3D printing edged its way into wildlife in the early 2000s. Dudley, a duck who lived in British Columbia, Canada, and lost a fight with a chicken, was given a prosthetic leg. A bald eagle whose beak had been partially shot off received a 3D-printed bill that looks like the real thing. It was only a matter of time before someone figured out how to recreate a reef structure.

The first 3D reef was sunk off Bahrain in the Persian Gulf in 2012. Still, it was a long leap from making bird beaks and duck legs. Designing 3D reefs has been compared to designing a city for very specific inhabitants. Reef sections can weigh up to 2.5 tons each.

Coral reefs are constructed by colonies of millions of tiny coral polyps, which are animals that harbor algae-like organisms called zooxanthellae within their tissue. Both are mutually dependent. Coral provides a protective home for the algae; the zooxanthellae feed essential nutrients to the coral.

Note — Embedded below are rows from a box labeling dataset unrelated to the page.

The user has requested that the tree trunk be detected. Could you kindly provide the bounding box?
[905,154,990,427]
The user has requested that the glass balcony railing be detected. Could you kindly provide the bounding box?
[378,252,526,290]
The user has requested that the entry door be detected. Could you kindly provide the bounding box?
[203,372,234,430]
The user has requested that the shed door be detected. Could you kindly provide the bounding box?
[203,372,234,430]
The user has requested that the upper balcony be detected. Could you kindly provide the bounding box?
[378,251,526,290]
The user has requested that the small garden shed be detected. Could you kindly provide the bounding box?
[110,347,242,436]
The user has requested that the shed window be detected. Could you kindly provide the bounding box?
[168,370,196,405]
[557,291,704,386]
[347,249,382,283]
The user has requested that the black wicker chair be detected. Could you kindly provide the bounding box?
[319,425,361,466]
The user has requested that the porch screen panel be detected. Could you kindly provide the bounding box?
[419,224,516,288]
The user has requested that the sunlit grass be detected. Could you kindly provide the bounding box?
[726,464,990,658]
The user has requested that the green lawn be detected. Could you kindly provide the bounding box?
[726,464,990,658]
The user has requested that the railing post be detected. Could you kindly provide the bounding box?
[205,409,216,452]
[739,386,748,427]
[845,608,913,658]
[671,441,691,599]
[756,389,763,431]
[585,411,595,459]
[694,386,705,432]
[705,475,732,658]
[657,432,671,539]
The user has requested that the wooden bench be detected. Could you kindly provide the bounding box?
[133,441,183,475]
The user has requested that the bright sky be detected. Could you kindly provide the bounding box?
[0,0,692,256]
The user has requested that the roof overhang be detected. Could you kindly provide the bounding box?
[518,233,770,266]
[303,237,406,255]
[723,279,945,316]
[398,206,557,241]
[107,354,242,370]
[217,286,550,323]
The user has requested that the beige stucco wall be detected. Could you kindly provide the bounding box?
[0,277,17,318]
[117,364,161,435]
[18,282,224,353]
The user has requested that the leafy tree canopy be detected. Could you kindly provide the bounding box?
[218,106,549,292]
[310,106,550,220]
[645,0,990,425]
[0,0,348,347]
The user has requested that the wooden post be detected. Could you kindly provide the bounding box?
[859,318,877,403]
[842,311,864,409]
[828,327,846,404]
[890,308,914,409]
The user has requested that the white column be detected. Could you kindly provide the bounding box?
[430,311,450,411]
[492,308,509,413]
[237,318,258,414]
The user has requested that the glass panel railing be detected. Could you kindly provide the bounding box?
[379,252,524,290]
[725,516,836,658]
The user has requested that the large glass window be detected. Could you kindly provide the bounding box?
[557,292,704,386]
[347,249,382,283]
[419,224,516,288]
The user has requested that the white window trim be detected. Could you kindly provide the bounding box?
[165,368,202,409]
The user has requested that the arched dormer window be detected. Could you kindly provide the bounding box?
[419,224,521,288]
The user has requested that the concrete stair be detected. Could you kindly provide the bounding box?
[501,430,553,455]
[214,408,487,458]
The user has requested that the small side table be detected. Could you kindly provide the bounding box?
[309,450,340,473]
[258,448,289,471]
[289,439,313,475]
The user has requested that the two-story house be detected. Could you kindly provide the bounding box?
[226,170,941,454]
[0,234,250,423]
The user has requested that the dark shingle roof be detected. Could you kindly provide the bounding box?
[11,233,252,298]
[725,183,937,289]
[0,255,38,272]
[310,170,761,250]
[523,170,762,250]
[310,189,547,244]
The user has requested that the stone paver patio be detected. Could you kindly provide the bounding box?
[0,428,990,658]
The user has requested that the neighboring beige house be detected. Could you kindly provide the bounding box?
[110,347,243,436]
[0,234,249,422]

Artificial reefs are not new. They have been made of sunken shipwrecks, plastic, concrete blocks, old tires, and old cars—all heaped onto the ocean floor in hopes that fish and other marine life will come to call them home. A statue of Christ stands encrusted with corals beneath the surface off the Florida Keys.

But many of these artificial reefs fail because they don’t really fit in with their surroundings. A 3D-printed reef, on the other hand, recreates nooks and crannies, protective space for fish, passageways, doors, and angles that cast shade or light and enable fish to avoid predators or feed.

The Dutch maritime firm Boskalis, which is working on a restoration effort for Monaco in partnership with the Prince Albert II of Monaco Foundation, printed six 3D reef structures to be submerged in the Monaco Larvotto Reserve. Each reef is made of dolomite sand, weighs 2.5 tons, and measures six-and-a-half feet (two meters) in diameter and slightly more than three feet (one meter) in height. Each reef took 13 hours to print.

Astrid Kramer and Jamie Lescinski, both company senior engineers, said in an interview that the 3D reefs will be monitored for two years, to see how much of the marine life that occupied the natural reef returns. Size and dimensions of the crevices affect which fish species will show up.

“Nowadays, in order to get sufficient habitat, you need a more complex structure with cavities and small spaces,” Kramer says.

There are downsides to 3D-printed reefs. Most of them are unknowns because the work is so new. What will attract corals? How sustainable are these massive structures? Can they withstand a hurricane-strength storm?

“A non-living coral reef will decay and erode and become rubble quickly without the stabilizing veneer of living tissue,” says Gates. “It is an aggressive environment that reefs grow in. They are as vulnerable to deterioration as living structures and more if the materials are not really, really strong.”

A Cousteau Gives it a Shot

In the Caribbean, Fabien Cousteau, grandson of the late, famed ocean explorer Jacques Cousteau, began a 3D-printed reef project in January in Bonaire, where he is working with the Harbour Village Beach Club. Cousteau began diving in the Caribbean as a four-year-old and has watched reefs die off, transforming from colorful, bountiful undersea gardens to virtual deserts.

“There is no silver bullet with coral restoration,” he warns. “You are talking about a very complex environment, a complex animal with a lot of variations with each subspecies. All of this is an experiment. In the short term, we’ve seen a lot of positive momentum with certain species of coral. But remember, this is a drop in the bucket in a very, very large ocean.”